The team was one of 15 global companies—and one of the youngest—to spend time at the HAX accelerator in China, followed by a few months of fundraising in San Francisco. The company is a client of SFU’s Coast Capital Savings Venture Connection (CCSVC), which supported Zennea’s eCo-op stint in China with a home, mentorship and other business services.
SFU’s new eCo-op program funds students to develop their prototypes. Zennea, which recently hired its first employee, has already raised $250,000 (U.S.) in equity financing and another $125,000 (U.S.) in competitions and grants—including $35,000 in funds and in-kind prizes as winners of SFU’s 2018 Coast Capital Savings Venture Prize.
Students Luo and Du have remained in China where they are handling manufacturing, while Chase is busy setting up the clinical work in Houston, and Threlfall is fundraising between Vancouver and San Francisco. The team has filed a provisional patent and plans multiple rounds of clinical trials before launching its product.

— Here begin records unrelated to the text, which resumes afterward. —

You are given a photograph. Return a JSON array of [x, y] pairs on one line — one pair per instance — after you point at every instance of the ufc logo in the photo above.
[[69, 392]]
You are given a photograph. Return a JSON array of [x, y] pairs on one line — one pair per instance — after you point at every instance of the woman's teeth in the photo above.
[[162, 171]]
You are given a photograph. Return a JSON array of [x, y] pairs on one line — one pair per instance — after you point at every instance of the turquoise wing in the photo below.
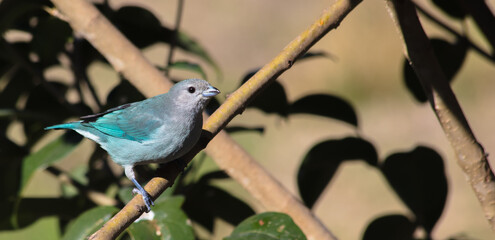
[[124, 122]]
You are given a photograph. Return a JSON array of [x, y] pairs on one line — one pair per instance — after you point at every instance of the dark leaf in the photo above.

The team members are quick to acknowledge SFU’s role in their fast rise to success.
“We all feel that the funding, coaching, resources and general support from Coast Capital Savings Venture Connection and Tech-E are the reasons why we’ve gotten so far,” says Threlfall.
“We’re a team that really believes in people and relationships, and we’ve formed some pretty solid bonds with mentors from these two programs. And while this has been our full-time pursuit since last September, there’s no slowdown in sight.”
Business professor Sarah Lubik, SFU’s director of entrepreneurship, says the Zennea team has been “a pioneer in the rapidly growing constellation” of SFU entrepreneurship programs.
“The Zennea team has been an incredible example of the creativity, determination, adaptability and interdisciplinary collaboration we are working to support and amplify at SFU,” she says.
Zennea is one of dozens of young entrepreneurial success stories to benefit from CCSVC, which celebrates its 10th anniversary this fall. Over the past 10 years, CCSVC has drawn more than 8,000 participants to its programs, mentored more than 750 teams and engaged nearly 200 early start-ups with its business development services.